Tapi, jika seketat itu, tidakkah terlalu berlebihan?
Apakah pria berjas hitam ini adalah bodyguard?
Casilda bertanya-tanya seraya melirik beberapa pria berpakaian serupa di beberapa sudut ruangan. Yang membedakannya adalah, pria di depannya ini sedikit terlihat lebih bijaksana dan pakaiannya terlihat lebih berwibawa.
Apa dia adalah ketua para bodyguard, itu, ya? pikir Casilda asal.
"Ah! Arkan! Arkan! Sang Top Star kebanggaanku! Kau benar-benar sangat tampan! Dan Lisa, kau sangat cantik. Sangat, sangat cantik! Benar-benar pasangan serasi! Kalian berdua adalah bintang keberuntunganku!"
Tiba-tiba sebuah suara berteriak di belakang Casilda dengan menggunakan sebuah pengeras suara.
Kaget, ia pun berbalik melihatnya.
"Hah! Pak sutradara itu suka sekali heboh sendiri," komentar sang pria berjas hitam di sebelah Casilda.
Casilda mengikuti arah kepergian sang sutradara, dan secepat kilat menurunkan ujung topinya, tak ingin dikenali oleh aktor sadis yang tengah dihampiri oleh sutradara itu.
"Halo, pak sutradara.

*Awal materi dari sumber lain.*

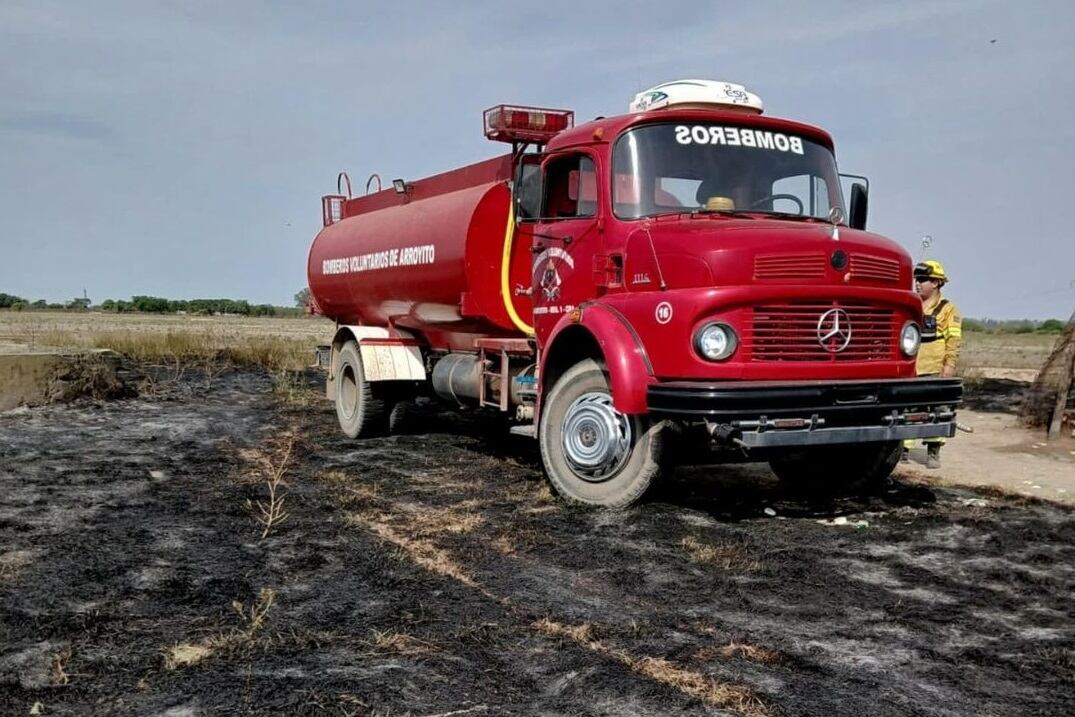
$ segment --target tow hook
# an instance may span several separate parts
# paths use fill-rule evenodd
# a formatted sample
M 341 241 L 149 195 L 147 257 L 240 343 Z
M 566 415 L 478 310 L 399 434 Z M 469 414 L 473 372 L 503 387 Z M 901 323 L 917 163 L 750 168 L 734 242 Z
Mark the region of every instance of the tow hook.
M 713 439 L 714 443 L 734 443 L 742 448 L 744 453 L 750 450 L 750 446 L 739 437 L 742 431 L 734 426 L 729 426 L 727 423 L 710 423 L 706 421 L 705 429 L 709 432 L 709 437 Z

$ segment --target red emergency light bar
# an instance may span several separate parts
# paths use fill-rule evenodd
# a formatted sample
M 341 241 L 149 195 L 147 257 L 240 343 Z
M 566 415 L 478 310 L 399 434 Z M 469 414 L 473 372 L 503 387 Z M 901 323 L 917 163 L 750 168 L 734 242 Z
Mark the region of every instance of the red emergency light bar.
M 575 125 L 571 110 L 497 105 L 485 110 L 485 136 L 497 142 L 545 144 L 557 133 Z

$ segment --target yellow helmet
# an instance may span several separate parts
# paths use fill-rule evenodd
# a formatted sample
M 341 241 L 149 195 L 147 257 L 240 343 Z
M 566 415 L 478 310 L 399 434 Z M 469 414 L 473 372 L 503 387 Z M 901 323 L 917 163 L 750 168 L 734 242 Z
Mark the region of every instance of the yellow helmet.
M 944 273 L 944 265 L 936 259 L 926 259 L 915 265 L 914 276 L 916 279 L 936 279 L 947 282 L 948 275 Z

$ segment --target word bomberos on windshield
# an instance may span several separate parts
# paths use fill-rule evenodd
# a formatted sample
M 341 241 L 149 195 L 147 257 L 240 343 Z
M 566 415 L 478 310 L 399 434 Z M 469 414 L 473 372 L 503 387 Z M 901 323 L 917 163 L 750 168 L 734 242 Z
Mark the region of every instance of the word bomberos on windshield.
M 721 127 L 719 125 L 676 126 L 676 142 L 680 144 L 723 144 L 729 147 L 756 147 L 778 152 L 803 153 L 801 137 L 751 127 Z

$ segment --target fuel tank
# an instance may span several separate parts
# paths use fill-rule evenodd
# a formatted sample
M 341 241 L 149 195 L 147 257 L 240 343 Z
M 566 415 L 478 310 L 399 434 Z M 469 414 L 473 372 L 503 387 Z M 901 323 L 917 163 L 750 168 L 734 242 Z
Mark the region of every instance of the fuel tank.
M 432 348 L 473 350 L 475 338 L 523 336 L 531 284 L 529 237 L 512 241 L 501 293 L 511 192 L 510 155 L 343 202 L 307 263 L 321 313 L 340 323 L 398 326 Z

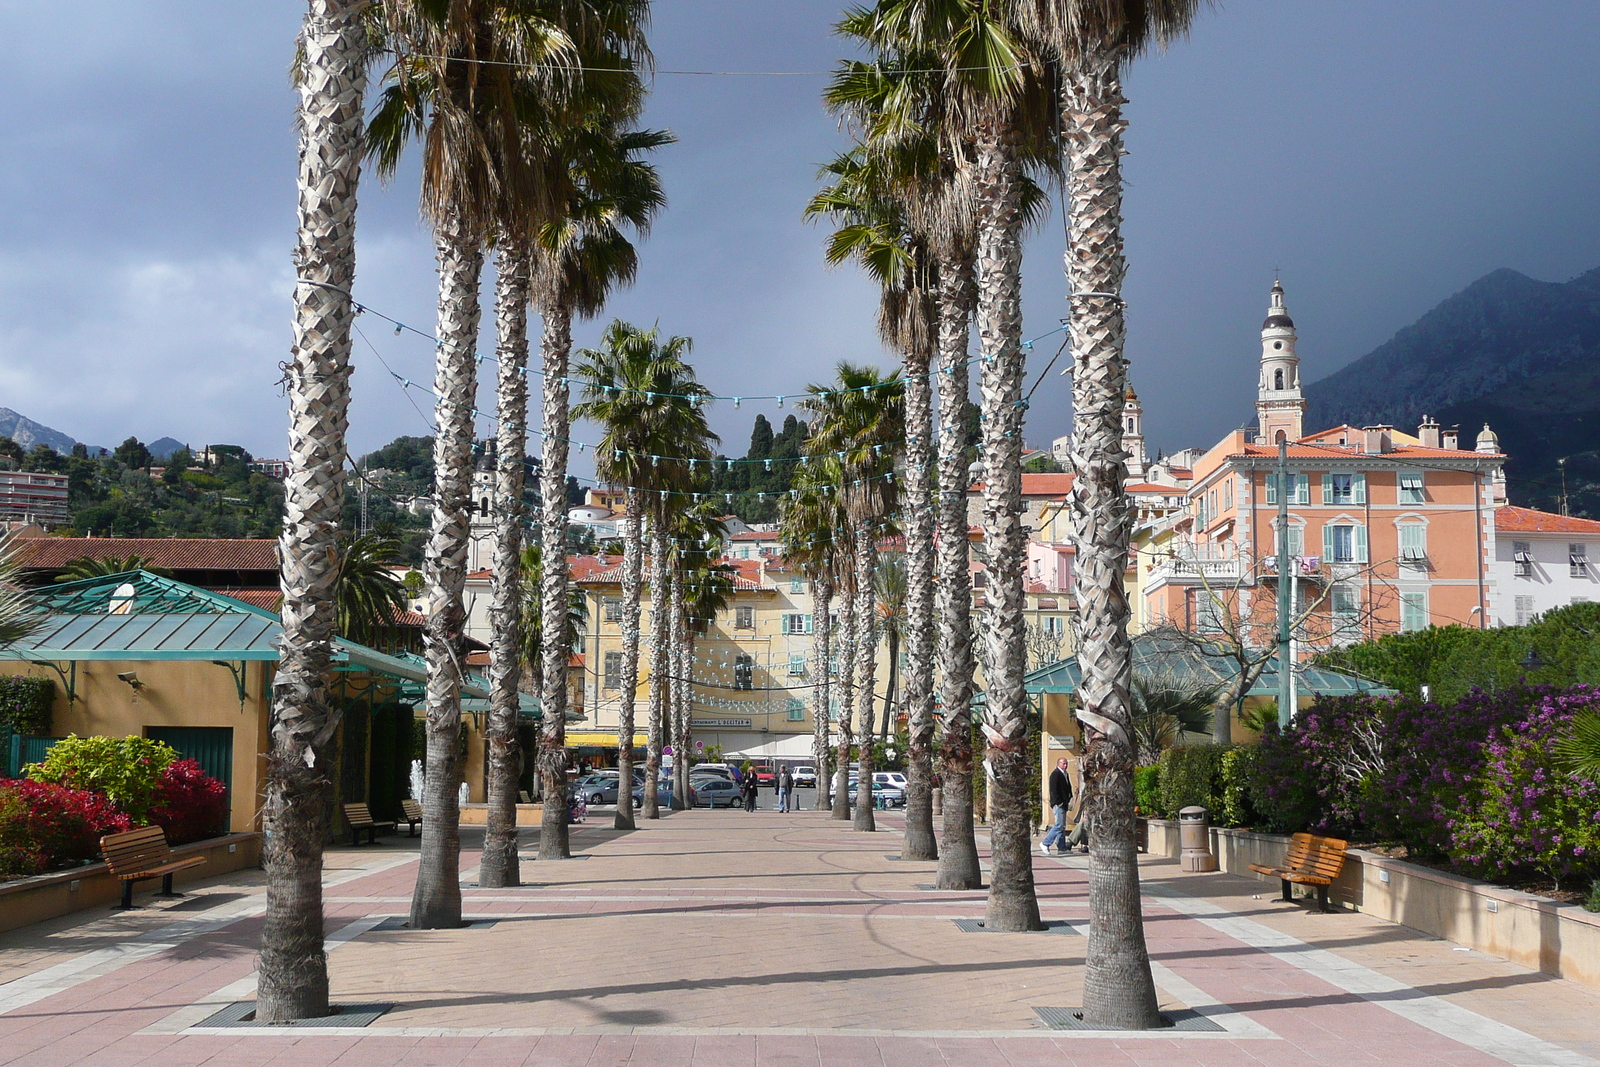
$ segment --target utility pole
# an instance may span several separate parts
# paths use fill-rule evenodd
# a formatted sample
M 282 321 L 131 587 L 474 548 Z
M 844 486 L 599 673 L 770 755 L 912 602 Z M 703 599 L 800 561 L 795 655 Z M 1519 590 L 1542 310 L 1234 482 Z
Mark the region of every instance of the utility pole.
M 1289 476 L 1289 440 L 1278 442 L 1278 728 L 1286 730 L 1294 718 L 1294 679 L 1289 662 L 1289 614 L 1293 610 L 1289 590 L 1289 494 L 1294 483 Z
M 1567 513 L 1567 457 L 1562 456 L 1556 460 L 1556 466 L 1561 468 L 1561 514 Z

Pagi ini Anda semangat sekali, ya?" puji Lisa dengan senyum manisnya.
Arkan hanya terdiam, lalu mengarahkan pandangannya ke arah pintu keluar melihat sosok Casilda yang dengan cepat menyembunyikan wajahnya dengan topi, tidak sempat melihat wajahnya dengan jelas.
Casilda pun berbalik dan berbicara pada pria di sebelahnya dengan nada terburu-buru.
"Jika tidak ada hal lain, saya akan menunggu di mobil sampai semuanya siap, Pak."
"Ah, ya! Ini alamat yang akan kita tuju."
Pria itu memberinya sebuah kartu nama.
"Baik. Tolong beritahu kami jika kita sudah siap berangkat," katanya cepat dan membungkukkan badannya sebelum pergi dari sana.
Arkan memiringkan kepalanya melihat sosok bertopi hitam dengan tubuh berisi itu, ada denyar aneh bermain di matanya.